Was ist die 3-3-3-Regel?
Die 3-3-3-Regel ist eine einfache mentale Übung, die dir hilft, dich in akuten Stress- oder Angstmomenten zu beruhigen. Sie basiert auf Achtsamkeit und lenkt deine Aufmerksamkeit zurück in den Moment. Ganz ohne Hilfsmittel. Alles, was du brauchst, ist ein paar Sekunden Zeit.
Sie besteht aus drei Schritten. Dabei sprichst du alle deine Sinne an:
- Benenne drei Dinge, die du sehen kannst
- Benenne drei Geräusche, die du hörst
- Bewege drei Körperteile bewusst
So ziehst du deine Gedanken heraus aus dem Strudel der Panik und zurück in die Realität – ins Hier und Jetzt.
Warum funktioniert diese Methode?
Bei Panik gerät dein Nervensystem in Alarmbereitschaft. Dein Kopf schreit: „Gefahr!“ – auch wenn objektiv keine da ist. Die 3-3-3-Regel zwingt dein Gehirn, aufmerksam zu sein. Sie hilft dir, die Verbindung zwischen Angst und Realität zu durchbrechen.
Durch das bewusste Wahrnehmen von Geräuschen, Bildern und Bewegung beschäftigt sich dein Gehirn mit dem Moment. Und genau das ist der Trick: Du unterbrichst den Gedankenfluss, der deine Angst anfeuert.
So setzt du die 3-3-3-Regel richtig ein
Wenn du bemerkst, dass du nervös wirst oder sich Panik anbahnt, mach kurz Halt. Atme tief ein – und dann folge den drei Schritten:
1. Drei Dinge sehen
Schau dich langsam um. Nimm dir dabei wirklich Zeit. Nenne drei Dinge, die du in deiner Umgebung siehst. Das kann einfach sein wie:
- die Farbe deiner Tasse
- ein Fleck an der Wand
- der Baum vor dem Fenster
2. Drei Geräusche hören
Jetzt konzentrier dich auf deine Ohren. Versuche, drei verschiedene Geräusche bewusst wahrzunehmen:
- das Summen eines Kühlschranks
- entfernte Stimmen auf der Straße
- deinen eigenen Atem
Auch wenn du meinst, es sei still – geh tiefer. Oft hören wir mehr, als wir glauben.
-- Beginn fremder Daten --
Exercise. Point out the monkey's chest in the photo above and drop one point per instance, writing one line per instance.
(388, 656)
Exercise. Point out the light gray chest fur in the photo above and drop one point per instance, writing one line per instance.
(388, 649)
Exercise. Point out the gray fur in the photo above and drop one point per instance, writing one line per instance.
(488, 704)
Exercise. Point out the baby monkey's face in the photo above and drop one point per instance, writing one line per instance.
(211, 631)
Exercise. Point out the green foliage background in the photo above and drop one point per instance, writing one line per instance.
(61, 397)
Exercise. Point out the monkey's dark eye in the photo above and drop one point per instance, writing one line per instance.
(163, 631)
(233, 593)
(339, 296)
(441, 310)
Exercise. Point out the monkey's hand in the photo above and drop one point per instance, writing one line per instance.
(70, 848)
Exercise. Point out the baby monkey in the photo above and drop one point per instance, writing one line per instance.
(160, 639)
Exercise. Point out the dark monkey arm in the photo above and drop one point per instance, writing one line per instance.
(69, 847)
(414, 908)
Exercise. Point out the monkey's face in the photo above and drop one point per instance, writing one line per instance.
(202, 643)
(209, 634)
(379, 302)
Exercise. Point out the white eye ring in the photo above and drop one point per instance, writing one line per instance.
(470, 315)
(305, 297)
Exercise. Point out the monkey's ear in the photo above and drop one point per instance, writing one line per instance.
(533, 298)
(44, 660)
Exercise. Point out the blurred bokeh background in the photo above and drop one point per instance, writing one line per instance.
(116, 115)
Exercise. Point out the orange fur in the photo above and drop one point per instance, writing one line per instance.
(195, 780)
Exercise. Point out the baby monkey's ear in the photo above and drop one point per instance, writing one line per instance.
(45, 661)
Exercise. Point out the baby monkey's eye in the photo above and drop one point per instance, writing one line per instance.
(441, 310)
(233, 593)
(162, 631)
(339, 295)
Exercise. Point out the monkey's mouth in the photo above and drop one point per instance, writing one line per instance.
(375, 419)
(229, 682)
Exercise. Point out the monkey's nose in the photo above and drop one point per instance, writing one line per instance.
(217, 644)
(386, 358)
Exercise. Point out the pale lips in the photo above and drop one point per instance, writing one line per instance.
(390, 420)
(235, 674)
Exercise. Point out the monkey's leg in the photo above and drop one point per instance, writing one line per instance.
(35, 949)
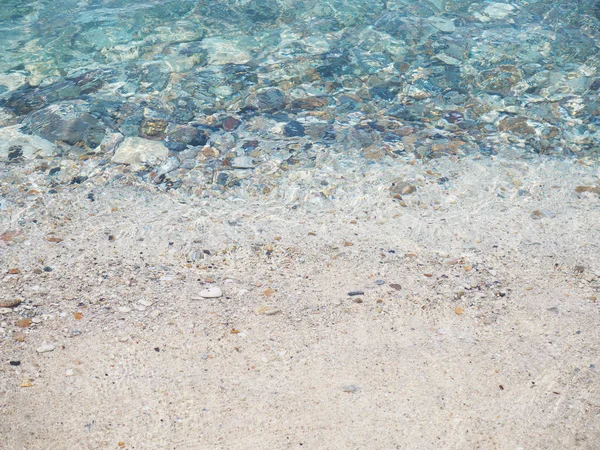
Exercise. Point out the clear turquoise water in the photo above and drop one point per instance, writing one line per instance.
(422, 78)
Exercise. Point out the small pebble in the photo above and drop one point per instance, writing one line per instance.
(45, 348)
(350, 388)
(212, 292)
(10, 303)
(267, 310)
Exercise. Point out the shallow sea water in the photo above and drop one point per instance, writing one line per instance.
(217, 97)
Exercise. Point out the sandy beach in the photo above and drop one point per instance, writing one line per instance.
(462, 316)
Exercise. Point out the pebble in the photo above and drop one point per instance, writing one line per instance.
(212, 292)
(242, 162)
(45, 348)
(10, 303)
(136, 151)
(267, 310)
(541, 213)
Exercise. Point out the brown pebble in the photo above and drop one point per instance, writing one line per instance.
(10, 303)
(23, 323)
(230, 124)
(594, 189)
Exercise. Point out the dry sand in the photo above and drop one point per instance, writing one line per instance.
(490, 341)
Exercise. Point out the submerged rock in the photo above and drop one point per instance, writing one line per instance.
(136, 151)
(15, 145)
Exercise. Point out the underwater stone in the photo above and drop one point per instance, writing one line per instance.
(293, 129)
(14, 142)
(136, 151)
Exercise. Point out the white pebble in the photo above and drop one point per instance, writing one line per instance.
(45, 348)
(212, 292)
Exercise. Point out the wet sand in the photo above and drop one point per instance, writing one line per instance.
(477, 326)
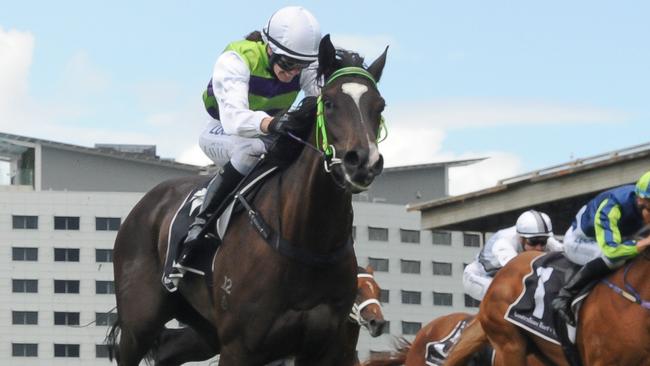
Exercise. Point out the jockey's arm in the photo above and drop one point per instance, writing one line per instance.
(504, 251)
(554, 245)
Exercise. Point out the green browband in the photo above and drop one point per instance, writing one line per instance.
(320, 115)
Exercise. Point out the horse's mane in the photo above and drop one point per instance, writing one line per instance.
(344, 58)
(285, 149)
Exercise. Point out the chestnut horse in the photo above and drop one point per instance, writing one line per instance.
(413, 353)
(178, 346)
(612, 329)
(290, 296)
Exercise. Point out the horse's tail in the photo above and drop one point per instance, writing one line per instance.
(469, 343)
(396, 358)
(111, 341)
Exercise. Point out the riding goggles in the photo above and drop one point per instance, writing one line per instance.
(287, 63)
(538, 240)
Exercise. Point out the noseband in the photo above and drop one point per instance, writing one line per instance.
(328, 151)
(355, 314)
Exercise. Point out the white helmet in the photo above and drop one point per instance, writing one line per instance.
(533, 223)
(293, 31)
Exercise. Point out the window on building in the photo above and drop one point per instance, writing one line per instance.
(471, 240)
(443, 299)
(24, 254)
(24, 349)
(441, 268)
(66, 286)
(386, 329)
(471, 302)
(411, 297)
(105, 319)
(107, 223)
(24, 222)
(66, 318)
(378, 264)
(411, 328)
(408, 266)
(24, 317)
(377, 234)
(66, 223)
(103, 255)
(441, 237)
(25, 286)
(384, 296)
(104, 287)
(101, 351)
(66, 255)
(409, 236)
(66, 350)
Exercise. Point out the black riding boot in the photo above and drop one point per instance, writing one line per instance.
(218, 189)
(562, 303)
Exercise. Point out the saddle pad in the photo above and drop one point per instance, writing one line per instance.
(436, 352)
(178, 230)
(532, 311)
(185, 215)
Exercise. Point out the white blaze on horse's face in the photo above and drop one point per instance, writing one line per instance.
(355, 91)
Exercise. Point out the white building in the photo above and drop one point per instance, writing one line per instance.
(61, 205)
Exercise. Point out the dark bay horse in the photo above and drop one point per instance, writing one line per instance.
(178, 346)
(266, 304)
(612, 330)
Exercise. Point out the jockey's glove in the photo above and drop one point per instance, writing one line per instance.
(283, 123)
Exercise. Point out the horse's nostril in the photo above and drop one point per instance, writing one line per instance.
(351, 159)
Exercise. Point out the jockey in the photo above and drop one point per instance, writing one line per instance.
(253, 80)
(533, 231)
(600, 238)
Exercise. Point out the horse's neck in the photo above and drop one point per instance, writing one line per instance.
(315, 212)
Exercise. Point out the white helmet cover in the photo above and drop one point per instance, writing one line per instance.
(293, 31)
(533, 223)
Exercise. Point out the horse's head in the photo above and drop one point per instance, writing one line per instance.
(349, 116)
(366, 310)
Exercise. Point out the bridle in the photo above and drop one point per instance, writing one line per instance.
(357, 308)
(328, 151)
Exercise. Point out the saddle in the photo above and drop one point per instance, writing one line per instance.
(217, 225)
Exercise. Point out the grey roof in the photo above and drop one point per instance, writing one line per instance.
(102, 152)
(561, 170)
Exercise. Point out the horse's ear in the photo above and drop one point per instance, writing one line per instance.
(326, 57)
(378, 66)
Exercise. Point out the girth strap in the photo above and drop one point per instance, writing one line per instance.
(285, 248)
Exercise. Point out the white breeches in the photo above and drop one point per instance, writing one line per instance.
(242, 152)
(580, 248)
(475, 280)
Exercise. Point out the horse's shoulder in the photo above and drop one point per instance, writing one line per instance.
(182, 184)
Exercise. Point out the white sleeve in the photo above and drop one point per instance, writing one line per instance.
(230, 87)
(309, 80)
(504, 251)
(553, 245)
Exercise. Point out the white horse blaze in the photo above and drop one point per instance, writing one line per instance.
(355, 91)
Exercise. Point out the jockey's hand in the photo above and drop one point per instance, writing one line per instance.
(283, 123)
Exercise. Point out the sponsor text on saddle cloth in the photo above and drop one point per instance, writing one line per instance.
(185, 215)
(436, 352)
(532, 310)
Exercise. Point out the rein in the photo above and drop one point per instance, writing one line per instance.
(328, 151)
(631, 294)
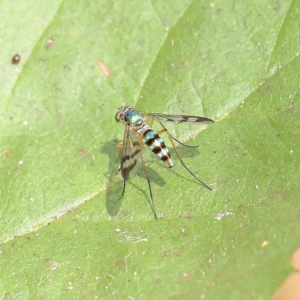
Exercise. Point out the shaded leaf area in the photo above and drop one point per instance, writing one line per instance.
(237, 63)
(57, 124)
(235, 242)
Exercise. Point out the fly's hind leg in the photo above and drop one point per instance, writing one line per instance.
(165, 130)
(150, 189)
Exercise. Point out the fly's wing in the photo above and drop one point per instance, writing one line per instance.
(131, 155)
(179, 118)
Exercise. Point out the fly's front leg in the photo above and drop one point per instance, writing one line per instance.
(165, 130)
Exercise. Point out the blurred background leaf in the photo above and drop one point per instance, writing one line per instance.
(237, 63)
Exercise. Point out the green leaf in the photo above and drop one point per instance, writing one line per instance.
(235, 62)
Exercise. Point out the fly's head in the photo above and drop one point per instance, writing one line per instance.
(131, 118)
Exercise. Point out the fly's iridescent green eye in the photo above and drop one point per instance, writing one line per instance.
(118, 116)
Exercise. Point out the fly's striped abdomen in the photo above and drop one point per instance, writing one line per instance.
(156, 145)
3. Drei Körperteile bewegen
Bring nun deinen Körper ins Spiel. Such dir drei Körperteile, die du bewegst. Ganz bewusst und langsam:
- drehe deinen Kopf zur Seite
- strecke deine Finger aus
- kreise deine Schultern
Diese Bewegung signalisiert deinem Körper: Ich bin sicher. Alles ist unter Kontrolle.
Wann ist die 3-3-3-Regel besonders hilfreich?
Die Übung eignet sich für viele Situationen. Besonders nützlich ist sie:
- bei beginnenden Panikattacken
- vor Prüfungen oder Präsentationen
- in Menschenmengen oder stressigen Orten
- bei Schlafproblemen durch kreisende Gedanken
Sie ist dein innerer Anker, wenn es außen unübersichtlich wird.
Tipps, um die Methode langfristig zu verankern
Wie bei allem gilt auch hier: Übung macht den Unterschied. Damit die 3-3-3-Regel im Ernstfall besser wirkt, solltest du sie regelmäßig trainieren – am besten auch in ruhigen Momenten.
- Nutze sie jeden Morgen als Start in den Tag
- Verwende sie abends, um innerlich abzuschalten
- Mach sie bewusst auch ohne akute Angst, um die Schritte zu verinnerlichen
Je öfter du sie anwendest, desto besser funktioniert sie im Ernstfall.
Wichtig zu wissen: Die 3-3-3-Regel ist kein Allheilmittel
So hilfreich die Methode ist – sie ersetzt keine psychotherapeutische Begleitung, wenn du regelmäßig unter Panikattacken oder starker Angst leidest. Dann lohnt sich der Gang zu einer Fachperson. Die 3-3-3-Regel kann dich aber hervorragend unterstützen, Sicherheit in akuten Momenten zu geben.
Fazit: Kleine Übung, große Wirkung
Die 3-3-3-Regel ist leicht umzusetzen, kostenfrei und überall anwendbar. Du brauchst weder Apps noch Geräte – nur dich selbst. Sie hilft dir, durch Atem, Wahrnehmung und Bewegung dein Nervensystem zu beruhigen.
Behalte sie in deiner mentalen Notfalltasche. Denn manchmal reicht eine kurze Rückkehr ins Jetzt, um den Sturm im Inneren zu besänftigen.